The presence of the alpha-beta unsaturated ketone functionality (see note
to the right) suggests the use of an aldol condensation to form the
product.
This would simplify our target to A. In the forward sense,
formation of the enolate of the methyl ketone at the top, subsequent
attack of the ketone in the lower left, and loss of water would result in
the desired molecule.
Remember: when performing retrosynthetic analysis, it is important to
consider the merit of the reactions in the forward sense. In this case,
while one may worry about possible side reactions
(by formation of another enolate), these aldols are in equilibrium, and
the thermodynamic stability of the six-membered ring would
favor the desired product. This step is indeed feasible in the forward
sense.
Examining A, one observes a 1,5 diketone relationship embedded in
the structure. This suggests that a Michael reaction could be used to
form A from B and C. Note: This retrosynthetic step
would be a more sensible choice than the one shown below.
Why is this? Think about it and then check the answer...
B is a beta keto ester, which calls to mind the Claisen
ester condensation...
...and C is an alpha beta unsaturated ketone which can be easily
formed in an aldol reaction.
Again, remember to consider what is happening in the forward sense.
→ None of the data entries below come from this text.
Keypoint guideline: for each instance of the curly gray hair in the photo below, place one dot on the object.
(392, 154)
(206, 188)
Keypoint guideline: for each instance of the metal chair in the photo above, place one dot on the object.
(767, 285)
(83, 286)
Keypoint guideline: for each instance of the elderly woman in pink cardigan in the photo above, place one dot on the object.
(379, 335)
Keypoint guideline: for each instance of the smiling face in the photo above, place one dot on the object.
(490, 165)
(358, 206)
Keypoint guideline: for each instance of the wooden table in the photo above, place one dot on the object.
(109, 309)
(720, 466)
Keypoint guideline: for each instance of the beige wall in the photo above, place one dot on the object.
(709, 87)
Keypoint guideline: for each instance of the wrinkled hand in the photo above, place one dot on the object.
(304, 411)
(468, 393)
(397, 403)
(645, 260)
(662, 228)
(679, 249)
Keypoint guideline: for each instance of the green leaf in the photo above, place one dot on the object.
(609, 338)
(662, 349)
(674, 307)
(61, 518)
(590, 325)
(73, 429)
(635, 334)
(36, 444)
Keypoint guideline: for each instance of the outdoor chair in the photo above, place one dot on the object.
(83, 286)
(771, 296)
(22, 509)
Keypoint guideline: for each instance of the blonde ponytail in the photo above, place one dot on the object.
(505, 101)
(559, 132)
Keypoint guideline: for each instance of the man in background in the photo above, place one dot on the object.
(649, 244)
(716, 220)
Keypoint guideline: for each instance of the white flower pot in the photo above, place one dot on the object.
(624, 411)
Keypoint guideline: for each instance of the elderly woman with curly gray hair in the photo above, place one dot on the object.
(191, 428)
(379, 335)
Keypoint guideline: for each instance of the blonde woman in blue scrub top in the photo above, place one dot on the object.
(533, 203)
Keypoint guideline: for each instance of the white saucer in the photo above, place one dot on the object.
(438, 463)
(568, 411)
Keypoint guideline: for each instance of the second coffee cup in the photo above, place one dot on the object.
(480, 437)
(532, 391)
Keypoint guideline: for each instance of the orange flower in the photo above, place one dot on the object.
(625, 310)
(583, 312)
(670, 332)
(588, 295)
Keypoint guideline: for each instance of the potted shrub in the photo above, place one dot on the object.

In
this case, this mixed aldol reaction is acceptable since even though there
are two different
aldehydes involved, only one has acidic protons, and only one enolate can
be formed.
I leave the forward synthesis to you. If you have any
problems determining what reaction conditions to use, consult your notes
and Professor Wintner's problems.
Question: The combination of B and C to
form the desired
target of question four in two steps is an example of a special, named
sequence of reactions. What is the name for this Michael addition and
subsequent intramolecular aldol condensation? The answer
can be
found in the solutions to question 6 (near the bottom of the
page).
One last thought on problem 4. If the target was just like the one
given, except without the ester group next to the ketone at the top of
the molecule, the synthetic pathway would be the same, with the added
last step of hydrolysis of the ester and subsequent decarboxylation.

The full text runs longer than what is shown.